Re­mem­brance of plays past

Pasatiempo - - Pasa Reviews -

The Drawer Boy is a play that has as much open space and si­lence in it as the place it de­picts — an iso­lated farm near Clin­ton, On­tario. When a com­pany of ac­tors from Toronto de­scend on a ru­ral Cana­dian com­mu­nity in the 1970s with the idea of cre­at­ing a theater piece based on the sto­ries they hear and the lives they ob­serve, one of them, a young man named Miles, ends up board­ing at a farm owned by An­gus and Mor­gan, two men who have lived there and taken care of each other since World War II. The ar­rival of the ac­tor at the farm causes an up­heaval that un­set­tles a nar­ra­tive frame­work con­structed long ago — myths the farm­ers re­peat over and over about what hap­pened to them dur­ing and af­ter the war.

The farm­ers are tac­i­turn — to say the least — and The Drawer Boy delivers nar­ra­tive value in si­lence as much as it does in its di­a­logue.
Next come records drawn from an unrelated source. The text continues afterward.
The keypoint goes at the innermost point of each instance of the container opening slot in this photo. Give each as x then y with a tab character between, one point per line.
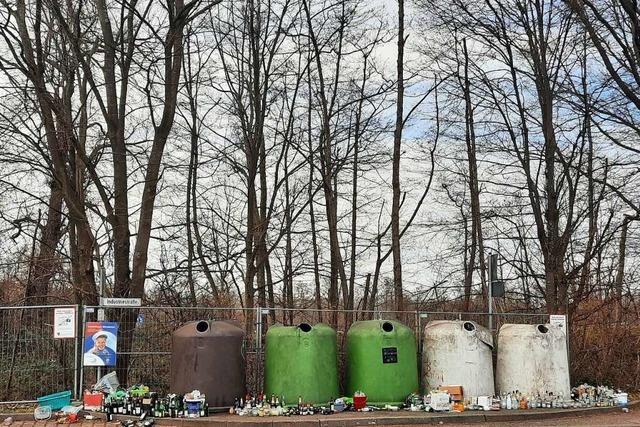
305	327
202	326
387	326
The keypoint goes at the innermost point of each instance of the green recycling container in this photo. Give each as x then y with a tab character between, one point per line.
301	361
381	361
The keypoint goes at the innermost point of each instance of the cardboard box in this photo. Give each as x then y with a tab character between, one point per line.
439	401
454	390
92	401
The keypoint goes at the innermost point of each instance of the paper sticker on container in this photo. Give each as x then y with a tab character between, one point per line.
100	344
559	321
390	355
64	322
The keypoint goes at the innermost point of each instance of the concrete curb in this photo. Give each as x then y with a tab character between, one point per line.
364	419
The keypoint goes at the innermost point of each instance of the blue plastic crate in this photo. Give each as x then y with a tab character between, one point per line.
56	400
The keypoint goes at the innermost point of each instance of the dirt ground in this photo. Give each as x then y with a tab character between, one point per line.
615	419
601	420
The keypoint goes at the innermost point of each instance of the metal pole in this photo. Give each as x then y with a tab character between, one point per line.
490	294
76	389
84	321
258	348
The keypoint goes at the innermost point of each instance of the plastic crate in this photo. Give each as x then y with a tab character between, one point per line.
56	400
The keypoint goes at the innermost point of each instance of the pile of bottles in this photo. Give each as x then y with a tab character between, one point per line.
517	400
140	402
261	406
586	396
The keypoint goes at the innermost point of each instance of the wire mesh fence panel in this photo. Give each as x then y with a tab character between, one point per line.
32	362
144	339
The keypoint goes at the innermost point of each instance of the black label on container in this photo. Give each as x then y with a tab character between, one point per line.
390	355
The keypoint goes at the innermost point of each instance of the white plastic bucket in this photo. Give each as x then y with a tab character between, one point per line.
622	399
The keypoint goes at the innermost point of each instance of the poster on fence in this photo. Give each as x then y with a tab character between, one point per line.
100	344
64	322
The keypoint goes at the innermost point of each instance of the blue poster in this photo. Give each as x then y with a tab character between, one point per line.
100	344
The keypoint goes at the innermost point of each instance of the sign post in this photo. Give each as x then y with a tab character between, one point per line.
64	322
120	302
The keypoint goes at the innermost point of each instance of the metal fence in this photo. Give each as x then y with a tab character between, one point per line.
33	363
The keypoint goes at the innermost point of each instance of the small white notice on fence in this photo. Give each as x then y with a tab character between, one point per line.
559	321
64	322
121	302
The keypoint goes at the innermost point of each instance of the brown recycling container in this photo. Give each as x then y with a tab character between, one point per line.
208	356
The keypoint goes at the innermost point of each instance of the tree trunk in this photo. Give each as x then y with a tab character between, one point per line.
395	179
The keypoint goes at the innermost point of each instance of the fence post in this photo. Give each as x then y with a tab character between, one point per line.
80	357
76	374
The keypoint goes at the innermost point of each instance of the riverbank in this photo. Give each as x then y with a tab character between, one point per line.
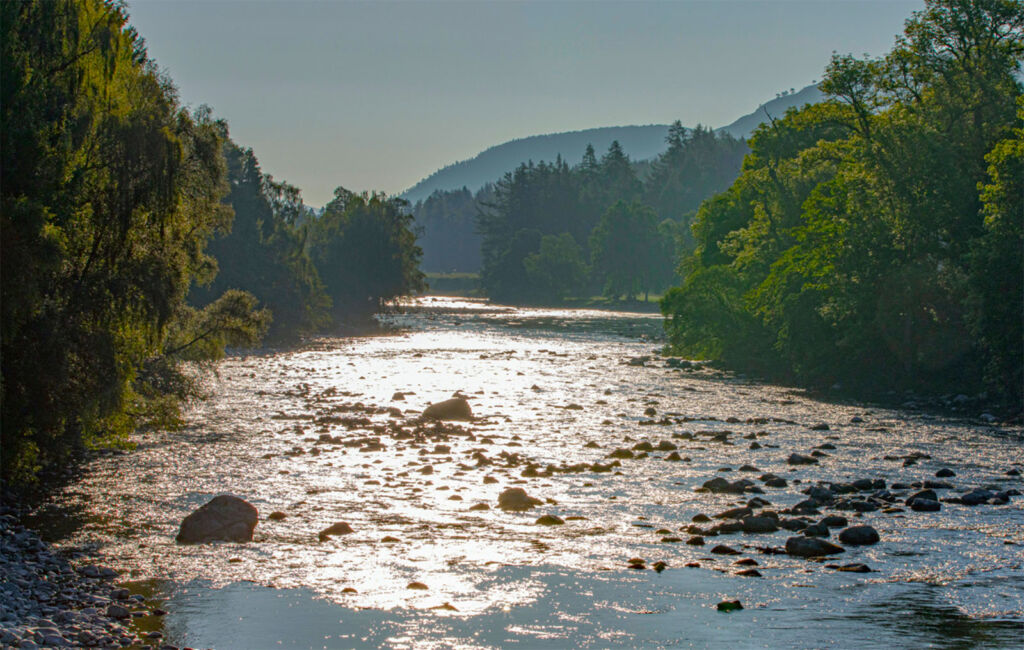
629	461
53	599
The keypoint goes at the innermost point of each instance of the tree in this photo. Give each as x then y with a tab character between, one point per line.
366	253
623	247
557	270
111	190
264	251
855	236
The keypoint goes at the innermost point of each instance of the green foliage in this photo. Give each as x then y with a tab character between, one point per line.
855	245
366	254
624	247
445	224
558	269
111	190
265	251
632	230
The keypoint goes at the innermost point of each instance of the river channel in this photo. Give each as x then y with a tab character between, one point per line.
317	433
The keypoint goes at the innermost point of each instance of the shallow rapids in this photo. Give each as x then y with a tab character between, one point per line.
317	434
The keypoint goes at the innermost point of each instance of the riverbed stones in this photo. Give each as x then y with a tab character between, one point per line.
455	408
976	496
550	520
339	528
811	547
859	535
516	500
225	518
760	524
720	485
800	459
921	504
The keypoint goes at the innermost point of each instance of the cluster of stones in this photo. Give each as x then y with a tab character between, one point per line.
46	602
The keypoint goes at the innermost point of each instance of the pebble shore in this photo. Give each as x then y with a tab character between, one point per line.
48	602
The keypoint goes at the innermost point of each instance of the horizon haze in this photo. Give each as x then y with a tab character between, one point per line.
380	95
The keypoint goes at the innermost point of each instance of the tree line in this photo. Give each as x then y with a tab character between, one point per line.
607	225
118	208
875	239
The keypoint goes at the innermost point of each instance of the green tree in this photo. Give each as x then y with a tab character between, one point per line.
557	270
111	190
855	236
264	251
624	247
366	253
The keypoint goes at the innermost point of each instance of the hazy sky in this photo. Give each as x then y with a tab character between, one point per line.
376	95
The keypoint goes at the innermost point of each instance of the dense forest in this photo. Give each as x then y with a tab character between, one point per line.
875	239
445	225
117	205
552	230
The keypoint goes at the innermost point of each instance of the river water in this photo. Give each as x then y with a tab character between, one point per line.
314	433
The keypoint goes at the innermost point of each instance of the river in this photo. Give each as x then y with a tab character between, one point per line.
293	431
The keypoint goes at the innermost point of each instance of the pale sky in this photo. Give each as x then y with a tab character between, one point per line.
377	95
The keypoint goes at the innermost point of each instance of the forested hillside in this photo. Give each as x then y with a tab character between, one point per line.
117	203
876	239
554	230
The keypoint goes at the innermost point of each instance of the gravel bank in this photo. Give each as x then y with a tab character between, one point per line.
47	602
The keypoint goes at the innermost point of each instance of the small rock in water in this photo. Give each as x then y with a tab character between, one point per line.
516	500
550	520
859	535
225	517
117	611
811	547
799	459
339	528
455	408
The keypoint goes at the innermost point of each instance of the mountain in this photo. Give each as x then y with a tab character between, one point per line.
640	142
776	107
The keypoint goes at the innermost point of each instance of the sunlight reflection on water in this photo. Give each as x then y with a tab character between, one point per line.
525	372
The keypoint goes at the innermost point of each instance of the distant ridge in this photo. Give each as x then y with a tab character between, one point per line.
776	109
639	142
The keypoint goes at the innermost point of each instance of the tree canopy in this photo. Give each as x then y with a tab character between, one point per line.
876	237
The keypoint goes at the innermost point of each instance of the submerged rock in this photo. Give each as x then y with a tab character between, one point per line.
455	408
225	518
516	499
811	547
550	520
339	528
800	459
859	535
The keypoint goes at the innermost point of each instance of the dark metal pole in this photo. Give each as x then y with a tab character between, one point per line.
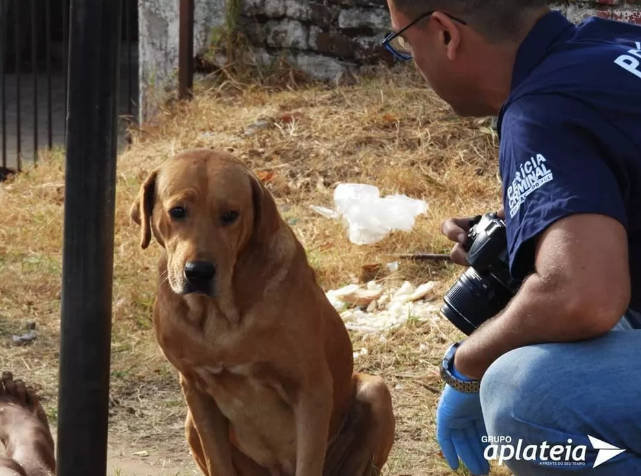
48	53
65	57
87	271
3	85
16	22
186	49
34	72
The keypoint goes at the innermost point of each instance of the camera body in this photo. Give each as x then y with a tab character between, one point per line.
487	286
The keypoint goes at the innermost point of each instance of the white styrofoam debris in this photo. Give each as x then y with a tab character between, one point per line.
390	309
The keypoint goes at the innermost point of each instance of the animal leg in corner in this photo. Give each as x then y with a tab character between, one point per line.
312	412
213	429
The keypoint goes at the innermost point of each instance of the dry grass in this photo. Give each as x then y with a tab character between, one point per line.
386	129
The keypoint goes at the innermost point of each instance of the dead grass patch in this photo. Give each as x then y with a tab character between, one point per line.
387	129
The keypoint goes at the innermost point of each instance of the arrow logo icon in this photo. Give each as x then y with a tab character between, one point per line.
606	451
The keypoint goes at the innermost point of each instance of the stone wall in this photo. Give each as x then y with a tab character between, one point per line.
158	23
323	37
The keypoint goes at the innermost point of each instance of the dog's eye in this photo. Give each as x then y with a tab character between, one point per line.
229	217
177	212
Watch­ing kitchen rit­u­als per­formed silently by An­gus, one be­gins to be­come aware that he might not be “all there.” He and Mor­gan served in Eng­land dur­ing the war, and to Mor­gan’s eter­nal re­gret, he sent his friend out dur­ing an air raid on an er­rand from which An­gus never fully re­turned. The sol­dier suf­fered a head wound and lost his abil­ity to re­mem­ber al­most any­thing.

An­gus used to draw, thus the ti­tle of the play, and he re­tains a sa­vant’s abil­ity to do com­pli­cated math prob­lems. Oth­er­wise, he is un­able to re­mem­ber things he did, words he once knew, or peo­ple he just met. That Mor­gan, who runs the farm, seems per­fectly will­ing to take care of his friend for the rest of his life seems some­how mys­te­ri­ous. There is no sug­ges­tion that the re­la­tion­ship has any ro­man­tic over­tones.

The play hinges on Miles’ eaves­drop­ping while Mor­gan re­cites the story of the two sol­diers at war. An­gus re­mem­bers, word by word, but he needs to hear the story daily — es­pe­cially the part about the two tall Bri­tish women who trav­eled back from Europe to join them on the farm, and how they died in a car ac­ci­dent and were buried on top of a hill nearby. When the ac­tor “bor­rows” this tale for the de­vel­op­ing theater piece and the two farm­ers are in­vited to come to a re­hearsal, Mor­gan might be an­gry about hav­ing his story co-opted, but An­gus is trans­formed. Some­thing in his psy­che wakes up. It is as if his me­mory has been jogged by an­other bomb blast. He sud­denly has doubt and cu­rios­ity — a need for in­for­ma­tion that he has left un­ques­tioned (or for­got­ten) for years.

What Michael Healey, the play­wright, sug­gests, is that cre­ativ­ity not only has the power to ex­plode the re­pres­sions that in­hibit us but that the act of cre­at­ing a play based on un­re­mark­able peo­ple’s sto­ries is or can be trans­for­ma­tive for the sub­jects them­selves. It’s an in­ter­est­ing idea upon which to hang a 90-minute play, and the lack of the work’s ver­bal dy­nam­ics and the­atri­cal fire­works is to its credit. Quiet is the rule.

As the brain-dam­aged farmer, An­gus, Jonathan Dixon does a su­perb job, un­der­play­ing the char­ac­ter’s mental dis­abil­i­ties. The di­rec­tor, David Olson, has al­lowed the script a lot of breath­ing room, and the mo­ments when Dixon of­fers spoon­fuls of fresh cof­fee to his friend, makes sand­wiches, and sim­ply looks out into space are of­ten touch­ing.